The brains behind Calvin Klein’s marketing team saw great potential in Rob. They knew they lived in a time when sick is cool, and irony reigns, so why not go with the blindest, ugliest spokesmodel they can find, trusting the public to get the joke. And just like that, they hired Rob, who went by the name, Bobby Paddycakes.
Bobby Paddycakes was a huge hit. Putting Rob in their underwear in various beefcake poses, having him flex his non existent muscles while about to step off the runway, or, a gangplank, people ate it up. Underwear sales went up. Bobby Paddycakes became a celebrity.
Of course, nobody had the heart to tell Rob that his celebrity was an ironic one. He believed that people found him good looking. He dated women who told him they were models, too. He believed them.
Nobody called him ugly to his face until he had a particularly bad breakup with Gretal Burchhousen, who, wanting to hurt him as much as he hurt her, told him, “And you are the ugliest male model ever and your fame will be all gone in one year, tops.”
Rob didn’t take her words seriously, dismissing them as the the ranting of a heartbroken woman.
But, when he heard it again from his next ex girlfriend, Candice, he wondered if there could be any truth to their accusations of his ugliness. So, he asked his best friend, Doug.
“Am I ugly?”
“I wouldn’t kiss you,” his best friend replied.
“Seriously. Tell me true. Is my ad campaign ironic? Am I ugly?”
“Who am I to judge another guy’s-”
“Just tell me, Doug! Am I ugly?”
“Physically, maybe, but not-”
“I’m ugly? What really? How’d that happen?”
“Blame your parents, I guess. ”
“They told me I was beautiful.”
“And all those people! All those people who told me I was so good looking! What happened?”
“They lied, too.”
“Why would so many people lie to me like that? Why would Calvin Klein pay me so much money to be ugly?”
“It’s a very funny campaign. You should see it.”
“I can’t, I’m blind.”
“I meant, if you could see it, you’d understand why it’s so popular. It’s very funny.”
“They’re laughing at me!”
“What do you care? You’re rich.”
“I sold my soul!”
“No, just your ugly mug. Your soul’s fine.”
“So, I’m funny looking?”
“You’re hysterical. You should see yourself. In one you’re getting ready to go skydiving, but you strap your parachute on upside down, while talking about the importance of safety.”
“But, I look ugly in them?”
“Sorry, dude. But, that’s what makes them- you so funny. If you were good looking it wouldn’t work. Cause you’re so confident with your appearance and you do all the model like poses, but, you’re about to do something really dumb, it’s great.”
“They’re laughing at me.”
“Dude, you’re rich and famous, laugh back.

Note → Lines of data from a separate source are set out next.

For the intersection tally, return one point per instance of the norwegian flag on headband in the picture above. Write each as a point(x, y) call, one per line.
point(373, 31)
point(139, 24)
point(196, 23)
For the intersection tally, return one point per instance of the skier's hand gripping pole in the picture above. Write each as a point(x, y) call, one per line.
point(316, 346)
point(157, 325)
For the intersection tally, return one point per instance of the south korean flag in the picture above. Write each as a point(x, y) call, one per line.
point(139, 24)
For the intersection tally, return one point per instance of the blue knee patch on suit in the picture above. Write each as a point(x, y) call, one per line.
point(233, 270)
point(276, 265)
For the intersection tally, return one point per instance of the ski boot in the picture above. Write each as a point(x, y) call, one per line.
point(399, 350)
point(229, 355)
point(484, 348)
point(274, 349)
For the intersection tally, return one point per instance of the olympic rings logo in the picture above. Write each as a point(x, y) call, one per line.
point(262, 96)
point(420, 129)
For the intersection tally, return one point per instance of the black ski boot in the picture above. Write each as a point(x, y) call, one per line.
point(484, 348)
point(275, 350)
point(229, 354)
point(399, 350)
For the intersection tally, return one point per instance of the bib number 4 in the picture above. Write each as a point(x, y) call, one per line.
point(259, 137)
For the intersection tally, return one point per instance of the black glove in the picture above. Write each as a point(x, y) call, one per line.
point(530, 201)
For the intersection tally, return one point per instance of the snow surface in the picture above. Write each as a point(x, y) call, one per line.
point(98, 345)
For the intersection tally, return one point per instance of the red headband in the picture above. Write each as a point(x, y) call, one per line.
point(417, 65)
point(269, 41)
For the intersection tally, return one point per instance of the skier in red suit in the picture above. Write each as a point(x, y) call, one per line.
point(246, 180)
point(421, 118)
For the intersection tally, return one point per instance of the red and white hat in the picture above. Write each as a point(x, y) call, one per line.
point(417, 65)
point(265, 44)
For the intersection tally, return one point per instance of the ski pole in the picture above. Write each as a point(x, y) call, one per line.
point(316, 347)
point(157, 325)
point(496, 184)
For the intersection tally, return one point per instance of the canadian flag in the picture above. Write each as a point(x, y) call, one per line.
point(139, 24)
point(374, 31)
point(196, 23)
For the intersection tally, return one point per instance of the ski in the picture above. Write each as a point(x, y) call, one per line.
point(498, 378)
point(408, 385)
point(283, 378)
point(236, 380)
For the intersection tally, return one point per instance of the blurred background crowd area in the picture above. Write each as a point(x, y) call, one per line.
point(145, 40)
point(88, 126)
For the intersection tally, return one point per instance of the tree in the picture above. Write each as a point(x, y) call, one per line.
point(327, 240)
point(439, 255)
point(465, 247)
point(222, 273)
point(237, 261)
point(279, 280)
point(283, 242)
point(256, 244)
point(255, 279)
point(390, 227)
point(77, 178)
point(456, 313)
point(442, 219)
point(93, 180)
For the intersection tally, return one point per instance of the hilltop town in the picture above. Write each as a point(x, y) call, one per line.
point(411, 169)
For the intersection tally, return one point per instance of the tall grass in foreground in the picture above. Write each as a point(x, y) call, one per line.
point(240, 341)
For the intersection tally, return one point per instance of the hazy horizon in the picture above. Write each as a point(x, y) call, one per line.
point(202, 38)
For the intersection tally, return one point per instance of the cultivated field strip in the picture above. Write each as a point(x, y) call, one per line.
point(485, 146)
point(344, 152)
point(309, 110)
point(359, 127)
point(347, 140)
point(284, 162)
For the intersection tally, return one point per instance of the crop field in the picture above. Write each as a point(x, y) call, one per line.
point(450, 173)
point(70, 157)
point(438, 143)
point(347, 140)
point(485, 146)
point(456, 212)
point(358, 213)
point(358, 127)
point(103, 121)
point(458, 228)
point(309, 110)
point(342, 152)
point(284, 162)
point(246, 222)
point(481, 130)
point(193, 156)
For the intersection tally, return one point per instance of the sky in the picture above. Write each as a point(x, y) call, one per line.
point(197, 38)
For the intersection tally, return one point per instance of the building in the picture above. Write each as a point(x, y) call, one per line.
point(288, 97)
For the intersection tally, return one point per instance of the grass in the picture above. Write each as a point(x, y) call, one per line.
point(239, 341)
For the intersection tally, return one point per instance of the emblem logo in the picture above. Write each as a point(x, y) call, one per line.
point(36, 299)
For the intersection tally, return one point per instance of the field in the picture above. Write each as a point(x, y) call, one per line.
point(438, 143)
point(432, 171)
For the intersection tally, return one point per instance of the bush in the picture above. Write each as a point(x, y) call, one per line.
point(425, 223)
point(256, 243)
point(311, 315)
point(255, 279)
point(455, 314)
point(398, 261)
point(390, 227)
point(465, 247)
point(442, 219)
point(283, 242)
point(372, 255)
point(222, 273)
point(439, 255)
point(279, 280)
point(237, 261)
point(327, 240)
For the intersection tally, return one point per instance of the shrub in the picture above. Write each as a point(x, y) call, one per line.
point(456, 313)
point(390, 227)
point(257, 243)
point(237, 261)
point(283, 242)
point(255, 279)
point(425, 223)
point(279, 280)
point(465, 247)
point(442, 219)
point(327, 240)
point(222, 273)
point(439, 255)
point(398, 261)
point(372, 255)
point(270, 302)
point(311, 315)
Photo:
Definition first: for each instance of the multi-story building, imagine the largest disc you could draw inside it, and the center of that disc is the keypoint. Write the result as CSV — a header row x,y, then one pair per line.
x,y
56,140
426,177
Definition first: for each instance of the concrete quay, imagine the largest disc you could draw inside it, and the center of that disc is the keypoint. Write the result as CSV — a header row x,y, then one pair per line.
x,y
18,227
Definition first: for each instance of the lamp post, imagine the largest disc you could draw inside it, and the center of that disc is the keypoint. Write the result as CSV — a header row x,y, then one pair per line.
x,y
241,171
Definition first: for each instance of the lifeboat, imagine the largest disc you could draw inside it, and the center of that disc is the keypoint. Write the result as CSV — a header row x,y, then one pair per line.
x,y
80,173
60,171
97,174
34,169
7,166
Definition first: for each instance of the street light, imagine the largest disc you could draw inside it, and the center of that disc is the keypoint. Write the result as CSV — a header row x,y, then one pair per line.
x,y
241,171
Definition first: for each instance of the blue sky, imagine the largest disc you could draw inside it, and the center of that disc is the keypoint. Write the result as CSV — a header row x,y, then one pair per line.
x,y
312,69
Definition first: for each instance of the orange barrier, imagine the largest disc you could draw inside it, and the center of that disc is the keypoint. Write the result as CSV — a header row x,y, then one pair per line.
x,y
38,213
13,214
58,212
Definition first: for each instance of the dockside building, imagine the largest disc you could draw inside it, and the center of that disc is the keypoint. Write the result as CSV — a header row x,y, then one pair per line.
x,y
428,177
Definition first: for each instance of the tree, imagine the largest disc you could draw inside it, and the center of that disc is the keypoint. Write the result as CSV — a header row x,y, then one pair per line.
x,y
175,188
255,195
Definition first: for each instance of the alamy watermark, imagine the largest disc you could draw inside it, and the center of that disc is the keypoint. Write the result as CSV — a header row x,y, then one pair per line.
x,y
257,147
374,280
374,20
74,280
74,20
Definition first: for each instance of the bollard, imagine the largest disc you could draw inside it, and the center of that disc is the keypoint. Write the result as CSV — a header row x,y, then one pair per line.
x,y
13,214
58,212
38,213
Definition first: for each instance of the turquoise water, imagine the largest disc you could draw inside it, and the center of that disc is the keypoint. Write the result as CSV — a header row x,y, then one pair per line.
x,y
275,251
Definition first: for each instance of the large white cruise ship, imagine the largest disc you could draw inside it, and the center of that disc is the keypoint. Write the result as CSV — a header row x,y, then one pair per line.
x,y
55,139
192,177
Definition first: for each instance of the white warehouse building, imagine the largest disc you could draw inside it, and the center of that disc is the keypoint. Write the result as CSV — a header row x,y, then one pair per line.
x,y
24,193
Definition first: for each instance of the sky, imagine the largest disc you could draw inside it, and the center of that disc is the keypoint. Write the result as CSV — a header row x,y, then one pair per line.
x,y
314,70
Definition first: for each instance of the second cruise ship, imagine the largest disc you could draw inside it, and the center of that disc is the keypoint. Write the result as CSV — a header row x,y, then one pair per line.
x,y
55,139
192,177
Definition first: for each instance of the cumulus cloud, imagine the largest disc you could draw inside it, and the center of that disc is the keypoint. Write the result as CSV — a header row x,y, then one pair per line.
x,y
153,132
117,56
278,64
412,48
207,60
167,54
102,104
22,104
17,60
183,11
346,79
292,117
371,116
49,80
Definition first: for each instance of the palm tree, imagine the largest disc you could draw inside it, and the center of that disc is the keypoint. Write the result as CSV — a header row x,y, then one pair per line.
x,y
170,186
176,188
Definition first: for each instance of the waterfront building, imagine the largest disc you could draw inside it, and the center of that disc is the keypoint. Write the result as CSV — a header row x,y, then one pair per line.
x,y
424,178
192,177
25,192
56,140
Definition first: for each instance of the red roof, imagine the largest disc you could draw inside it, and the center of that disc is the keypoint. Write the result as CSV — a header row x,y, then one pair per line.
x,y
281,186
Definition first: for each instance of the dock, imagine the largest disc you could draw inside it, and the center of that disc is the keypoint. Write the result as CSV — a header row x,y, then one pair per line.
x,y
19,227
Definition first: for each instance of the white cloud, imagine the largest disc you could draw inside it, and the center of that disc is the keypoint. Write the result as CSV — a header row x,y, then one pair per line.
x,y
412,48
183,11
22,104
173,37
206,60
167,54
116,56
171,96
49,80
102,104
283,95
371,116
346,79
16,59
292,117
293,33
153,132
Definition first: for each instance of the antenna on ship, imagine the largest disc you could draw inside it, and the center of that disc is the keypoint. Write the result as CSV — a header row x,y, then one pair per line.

You’re fine.”
“Beauty comes from within.”
“I’m ugly there, too. All I care about are my looks, my looks have been all I’ve cared about my entire life, and now it turns out, I’m ugly.”
“You’re lucky you’re ugly. It’s your ugliness that’s made you famous. Look at you now. Your ugliness has made you rich. Before you were just ugly and no one cared about you, and you had no options. Now, you’ve got all this, this house, cars, women, dude, you got it all, and it’s all because you are ugly. You should be thankful you are so very ugly.”
But, Rob didn’t see it that way and blamed his parents and even his great grandparents for giving him ugly genes.
He went back to work modeling, though, he had lost the strut and the swagger which killed the comedy. His next two ads bombed and Rob was replaced with a talking rabbit as Calvin Klein’s next spokesmodel.